ARNALDO BAPTISTA
LOKI? (1974)
(Edição 43,Fevereiro de 1989)
No pop brasileiro, são raros os que driblaram a barreira lingüística
e edificaram trabalhos fundamentais. Em meio às síndromes progressivas,
à invasão da Nordésia e do "rockão pauleira", no início de 74, o LP em
questão surgiu não apenas como antídoto a essas tendências, mas também
como uma obra única e radical do rock brasileiro.
Gravado em terríveis condições emocionais - Arnaldo havia perdido
Rita Lee para sempre -, após sua saída dos Mutantes, o disco conta, além
da participação de três ex-integrantes (o baterista Dinho, o baixista
Liminha e Rita nos backing-vocals), com arranjos de Rogério Duprat.
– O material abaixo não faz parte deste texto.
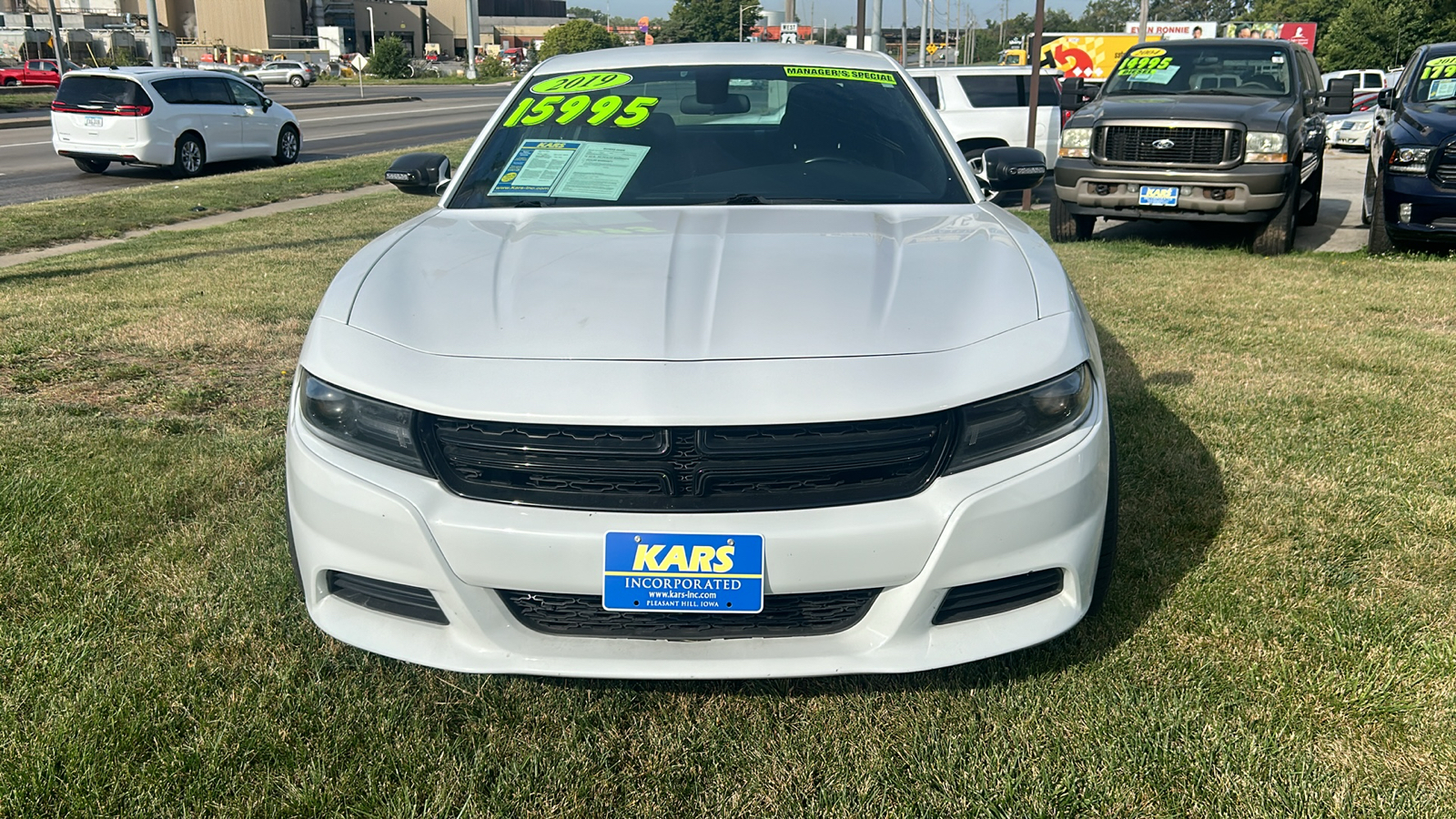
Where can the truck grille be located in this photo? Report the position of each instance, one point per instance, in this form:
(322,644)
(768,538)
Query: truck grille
(783,615)
(1133,145)
(688,468)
A
gravação feita às pressas proporcionou um punch inigualável e, dado seu
estado emocional, Loki? acabou por ser o maior tratado existencial do
rock brasileiro, algo digno do desespero suicida da nouvelle vague, da
dolorosa raiva incontida dos angry young men ingleses e de poetas
visionários que enxergaram o lado obscuro da realidade.
Arnaldo demonstrou o que significa amar até perder o nome, buscar os
paraísos artificiais a partir da desintegração da alma e percorrer os
porões proibidos dos sentimentos, dando vazão aos abismos da vida e
anunciando esboços da morte tateada, ainda que não consumada. Nessas
antevisões, ele já parecia estar ciente das amargas metamorfoses que
delineariam seu destino tatuado por uma tentativa de suicídio em 1980,
após ter criado a alucinada Patrulha do Espaço.
Se, textualmente, provou genialidade, em nível musical nada deixou a
dever; ou seja, a partir de sua voz arrancada do âmago e de um sensível
piano de concepção clássica, ele percorre o tecido rock com eclética
maestria, indo das mais tristes baladas até progressive rocks, passando
por tons de bossa, jazz, funk e blues.
A primeira faixa do LP, a linda rock'n'roll ballad "Será Que Eu Vou
Virar Bolor?", usando o título como mote, traça ironicamente um paralelo
entre o futuro de seu amor e o do rock'n'roll, ambos ameaçados de
extinção. A seguinte "Uma Pessoa Só", arranjada por Duprat, remonta os
lindos sonhos dourados de 71/72, quando os Mutantes viviam em comunidade
na Serra da Cantareira, numa trip coletiva em que era possível ser "uma
pessoa só". "Não Estou Nem Aí" é uma beat-ballad pulverizada por tons
bluesísticos/jazzísticos em que, sombreado pela (im)possibilidade de
esquecer os "males", ele desafia a morte de forma sarcástica. Em "Vou Me
Afundar na Lingerie", um bluesy-popster de primeira linha, instala a
evasão absoluta do mundo real "deslanchando bem embaixo" e propondo
afogar as mágoas no deslumbre da natureza e na relatividade das
pequenas. A instrumental "Honky Tonky" é um delicioso mergulho ao piano.
A segunda fase traz a memorável "Cê tá Pensando Que Eu Sou Loki?",
esmerado exercício bossístico que desbanca a loucura, mas não exime o
prazer pelas viagens. Na baladaça "Desculpe", penetra na angústia
passional, um "Jealous Guy" à brasileira, que sentindo "o pulso de todos
os tempos" exige o amor a qualquer custo. Na fragmentada "Navegar de
Novo", desvenda sua particular "passagem das horas" e as dimensões
(im)possíveis do tempo. "Te Amo, Podes Crer", uma balada de amour fou,
encarna o pranto de um abandonado que revela: "Dentro de algum tempo eu
paro de tocar/espero o apocalipse de então eu te encontrar", um verso
que resumiria profeticamente seu futuro. Fechando, a folk-psicodélica "É
Fácil", microssíntese do amor absoluto.
Se hoje sua obra é mítica, saiba que Arnaldo pagou muito caro por
toda essa paixão levada às últimas conseqüências. "Já leu todos os
livros" e sabe que "a carne é triste".